In the latest biography on the pope emeritus (I can’t wait to get to it and the final part coming out in November), the author alerted me to his homily as pope ten years ago today in which he reflected on his ordination to the priesthood. An excerpt of that homily:
According to the liturgical practice of that time, these words conferred on the newly-ordained priests the authority to forgive sins. “No longer servants, but friends”: at that moment I knew deep down that these words were no mere formality, nor were they simply a quotation from Scripture. I knew that, at that moment, the Lord himself was speaking to me in a very personal way. In baptism and confirmation he had already drawn us close to him, he had already received us into God’s family. But what was taking place now was something greater still. He calls me his friend. He welcomes me into the circle of those he had spoken to in the Upper Room, into the circle of those whom he knows in a very special way, and who thereby come to know him in a very special way. He grants me the almost frightening faculty to do what only he, the Son of God, can legitimately say and do: I forgive you your sins. He wants me – with his authority – to be able to speak, in his name (“I” forgive), words that are not merely words, but an action, changing something at the deepest level of being. I know that behind these words lies his suffering for us and on account of us. I know that forgiveness comes at a price: in his Passion he went deep down into the sordid darkness of our sins. He went down into the night of our guilt, for only thus can it be transformed. And by giving me authority to forgive sins, he lets me look down into the abyss of man, into the immensity of his suffering for us men, and this enables me to sense the immensity of his love. He confides in me: “No longer servants, but friends”. He entrusts to me the words of consecration in the Eucharist. He trusts me to proclaim his word, to explain it aright and to bring it to the people of today. He entrusts himself to me. “You are no longer servants, but friends”: these words bring great inner joy, but at the same time, they are so awe-inspiring that one can feel daunted as the decades go by amid so many experiences of one’s own frailty and his inexhaustible goodness.

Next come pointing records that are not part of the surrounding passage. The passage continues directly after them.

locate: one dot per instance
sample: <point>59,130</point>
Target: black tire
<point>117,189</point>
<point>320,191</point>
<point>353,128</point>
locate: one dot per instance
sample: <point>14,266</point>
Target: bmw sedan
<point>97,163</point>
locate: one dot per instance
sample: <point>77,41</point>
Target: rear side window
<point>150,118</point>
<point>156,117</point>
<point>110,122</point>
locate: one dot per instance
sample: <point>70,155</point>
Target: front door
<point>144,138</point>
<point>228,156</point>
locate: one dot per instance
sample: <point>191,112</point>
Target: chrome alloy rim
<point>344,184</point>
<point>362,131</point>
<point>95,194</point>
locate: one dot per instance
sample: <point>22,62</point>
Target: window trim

One other quote from Benedict, from the same book:
[A]t the moment when the old archbishop laid his hands on me, a bird, a lark perhaps, rose from the old cathedral high altar and trilled a little song of joy. That was like an encouragement from above. It is good. You are doing the right thing.Peter Seewald (trans. Dinah Livingstone), Benedict XVI: A Life (Vol. 1), (London: Bloomsbury Continuum, 2020), 247.
Yes, you did the right thing, Fr. Benedict, and you still are.
Here are a few other places to read and see more about his ordination:
- National Catholic Register (article)
- Rome Reports (personal objects video)
- Aleteia (message from Pope Francis)
- Video of the ordination
No pope has lived longer than him, yet still I exclaim, “Long live Benedict!”